Uno de los puntos de inflexión en la evolución federal de Proudhon se sitúa en torno a 1851, con la publicación de Idée générale de la Révolution. Se trata de un texto en el que el autor expone el contrato económico federal, y es tanto más importante cuanto que por un lado representa el paso casi definitivo hacia el federalismo político y que por otro se trata de una obra de la que el propio Pi y Margall se inspiró para escribir La Reacción. Es cierto que en Idée générale se trata del contrato federal económico y no político. Ahora bien, el que la parte económica reste protagonismo a la política, no quiere decir que esta última no aparezca por ningún lado. De hecho, a pesar de que toda la atención se vuelque en el contrato económico, la parte fundamental de esta obra es la denuncia del contrato social de origen roussoniano. La base social «autoridad», sobre la que se funda el contrato social de Rousseau, pretende hacer creer al individuo que éste participa en la autoridad política de gobierno, cuando en realidad su soberanía inicial no es sino una mera ficción jurídica que serviría de base a la dominación estatal. A este tipo de contrato abstracto e injusto, Proudhon le opone un contrato basado en la libertad y autonomía de los contratantes, llámense estos individuos, provincias, cantones, etc., que conservarían dicha libertad y autonomía tras la firma del con-trato político: «A menos que la democracia no sea una trampa y la soberanía popular una irrisión, hay que admitir que cada ciudadano en el ejercicio de su industria, cada consejo municipal, departamental o provincial, en su territorio, es el representante natural y único legítimo de la soberanía; que por consiguiente cada localidad debe actuar independientemente y por sí misma en la gestión de los intereses que le corresponden, y ejercer al respecto la plena soberanía».

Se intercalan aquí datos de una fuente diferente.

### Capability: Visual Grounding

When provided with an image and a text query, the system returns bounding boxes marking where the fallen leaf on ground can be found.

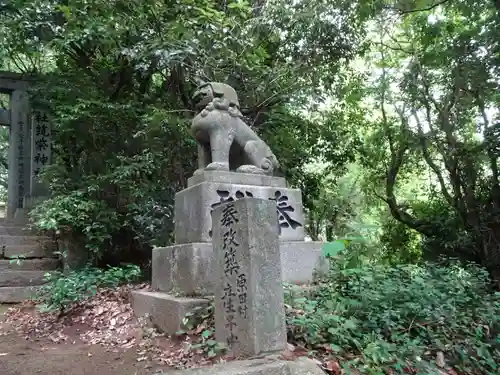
[324,360,341,375]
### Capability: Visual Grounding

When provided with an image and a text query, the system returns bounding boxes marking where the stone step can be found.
[130,290,210,335]
[0,258,59,271]
[0,270,48,287]
[0,218,28,226]
[0,226,34,235]
[3,244,56,259]
[0,235,52,246]
[0,286,40,303]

Evidentemente, una lectura sin relieve de su anarquía nos llevaría directamente a la anulación del Estado. No es tal, en nuestra opinión, el propósito fundamental de Proudhon. De lo que se trata es de neutralizar el abuso de poder gubernamental que desde el centro lo transforma todo a su alrededor. Se trata de evitar que la libertad del hombre se vea reducida a la nada por obra del poder político y económico. Por ese motivo Proudhon ha podido verse seducido por la síntesis anarquista y la consiguiente supresión del Estado. Sin embargo, nos parece que la cuestión no tiene tanto que ver con el poder político (estatal) como tal, sino más bien con el uso que se hace de él. ¿Puede esperarse, objetivamente hablando, que pueda haber un uso justo y legítimo del poder estatal? En principio nada nos impide contestar afirmativamente. Por consiguiente, el planteamiento anarquista de Proudhon parece mostrarse más discorde con las teorías legitimadoras del uso indisciplinado del poder, que con el Estado (institución neutra de por sí). De hecho, un anarquismo absoluto llevaría al autor a contradecir su dialéctica serial o equilibrada, y a suprimir el polo «autoridad» o «Estado» en favor del polo opuesto «libertad absoluta», cuando en realidad hemos visto que su ideo-realismo le lleva a afirmar el uno y el otro (dialéctica y/y).

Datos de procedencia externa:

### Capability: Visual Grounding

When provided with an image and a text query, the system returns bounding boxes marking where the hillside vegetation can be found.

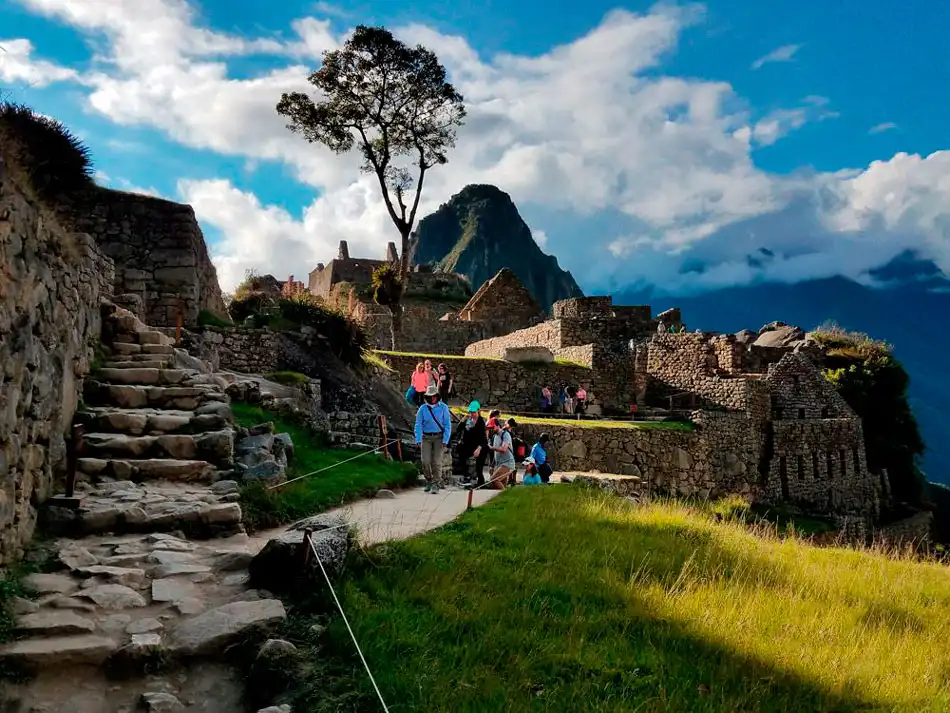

Volvamos sin embargo a su anarquía positiva para ver cómo se opera el paso definitivo hacia el federalismo político. ¿Qué busca Proudhon con la revolución anarquista? A decir verdad, el francés considera que la sociedad es anterior al Estado y que en principio la una no necesitaría forzosamente al otro para funcionar correctamente: los hombres, desde su nacimiento, se juntan y forman la sociedad. En el estado natural (social), todo se realiza de manera más o menos jerarquizada y espontánea sin necesidad de construir una plataforma estatal. En la medida en que la Historia enseña que las diversas formas estatales no han sido sino usurpación y tiranía, sin respeto por la sociedad natural que le había conferido su poder, Proudhon llega a la conclusión de que sería mejor vivir sin Estado. De este modo, su destrucción equivaldría a la reapropiación por parte de la sociedad del poder y la independencia originales que el Estado les había usurpado y luego negado. ¿Qué dice al respecto su teoría federal? Básicamente lo mismo. Un Estado que se amoldase perfectamente a las características pluralistas y naturales de las sociedades no sería en absoluto un mal. Por consiguiente, Proudhon se opone a la creación artificial (abstracta y sin correlación real) de un Estado que actuaría libremente y sin respetar las condiciones originales de la sociedad para la que ha sido concebido. Por el contrario, el procedimiento adverso, es decir, crear a imagen y semejanza de la sociedad una estructura artificial que responda a sus necesidades reales y que dependa de ella, y no al revés, no parece molestar en absoluto el ideo-realismo federal de Proudhon. Esto quiere decir que el autor subordinaría lo político a lo social en sus múltiples vertientes, es decir, que el federalismo sería la expresión de la realidad social. Eso es lo que nos lleva a afirmar que la anarquía positiva y el federalismo no son en el pensamiento proudhoniano más que dos formas nominativas distintas de hablar de una misma y única realidad.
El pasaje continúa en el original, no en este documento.